Mauritius is welcoming international travellers from July 15 provided they are fully vaccinated.
There is good news for all of us travel junkies who have been itching to step out post the country’s lockdown. Mauritius is welcoming international travellers from July 15th. The island is opening up in phases and in phase one from July 15th to September 30th, fully-vaccinated travellers (18 years and above) can enjoy a resort holiday on the island if they stay for less than two weeks. Those who are there for more than two weeks can then explore the island, post a negative RTPCR test at the resort.
From October 1 onwards, travellers will be allowed without any restrictions, provided they are fully vaccinated and present a negative RTPCR test taken within 72 hours before departure.
Unvaccinated travellers will be subject to 14 days in-room quarantine for both Phases 1 and 2 until further notice.
Though currently Air Mauritius is not flying into India, Indians can travel to Mauritius via Dubai. Air Mauritius flights are likely to be reinstated in the next 2-3 months.
For Indian travellers, Mauritius offers a free visa on arrival for a stay of up to 60 days. It also offers a long-term visa for visitors to work remotely from Mauritius and get that work-life balance just right. The Premium Visa allows you to stay on the island for up to a year, with the chance to renew. It is open to tourists, retirees or professionals who can work remotely from the island.
So, if you are looking at packing your bags and travelling to Mauritius, here’s our list of things to do:
The 7-Coloured Earth in Chamarel
With its 600 million years of history, Chamarel 7 Coloured Earth is one spectacular Geo Park destination! One of Mauritius’ most iconic attractions, the 8.5-hectare park is the destination to visit in Mauritius for an immersive experience blending geology, education and conservation. A relatively small area of sand dunes surrounded by dense vegetation on all sides comprises sand of seven distinct colours — red, brown, violet, green, blue, purple and yellow. What’s more, if you were to take a handful of sand from each of the colours and mix it together, the sand would eventually separate into a colourful spectrum, with each dot of sand rejoining its respective colour group. At the geo-park you will also find a children’s playground and some giant tortoises.
Around three kilometres away from the geo-park is the Chamarel waterfall — the tallest single-drop waterfall in Mauritius at about 100m high, another must-visit spot.
L’Aventure du Sucre
The former sugar factory converted into a museum features a beautiful pedagogical tour on the history of cane sugar in Mauritius. It not only tells the history of sugar in great detail but also covers the history of rum trade and slavery in Mauritius. The museum has videos and interactive displays as well as quizzes for children. The adjacent shop will enchant you with all its sweet treats and other souvenirs to bring back in your luggage. Stop for a rum tasting, followed by a gourmet break at the museum’s restaurant before continuing your tour.
The Tea Route
The tea route in the southern part of the island will immerse you in the history of this delicious beverage through several sites. You will visit the tea plantations, the factory, and museums. It will take you back in time to the first days of Mauritius, with its rich colonial history offering you an insight on the importance of tea production in Mauritius. Tastings are also on the menu, and you can bring home various flavours of teas and unexpected by-products such as tea chutney!

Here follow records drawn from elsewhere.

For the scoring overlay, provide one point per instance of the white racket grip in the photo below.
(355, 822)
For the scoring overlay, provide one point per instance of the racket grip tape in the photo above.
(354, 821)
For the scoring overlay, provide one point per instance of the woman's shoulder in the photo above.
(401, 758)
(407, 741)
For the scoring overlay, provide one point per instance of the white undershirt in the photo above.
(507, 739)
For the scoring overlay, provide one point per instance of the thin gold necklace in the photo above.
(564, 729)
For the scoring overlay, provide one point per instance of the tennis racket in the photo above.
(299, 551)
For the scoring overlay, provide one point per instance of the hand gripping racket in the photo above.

Aapravasi Ghat is right in the centre of Port Louis, the capital of Mauritius. It is the immigration depot that saw the landing of the first Indian indentured labourers in the 19th century, and forms parts of the UNESCO World Heritage Sites list. Aapravasi Ghat represents the beginning of “the Great Experiment” by the British government after the abolition of slavery. Mauritius was the first colony to receive indentured labourers under this scheme. Most of the immigrants came from India, Southeast Asia, Madagascar, and Eastern Africa. Entrance to the site is free, as is the guided tour.
Le Morne Mountain
Le Morne Cultural Landscape is a rugged mountain that juts into the Indian Ocean in the southwest of Mauritius and was used as a shelter by runaway slaves, maroons, through the 18th and early years of the 19th centuries. Protected by the mountain’s isolated, wooded and almost inaccessible cliffs, the escaped slaves formed small settlements in the caves and on the summit of Le Morne. It is today on the UNESCO World Heritage list for its historical value from the time of slavery. A memorial site displaying art pieces has been set up at the foot of the mountain and is open to the public.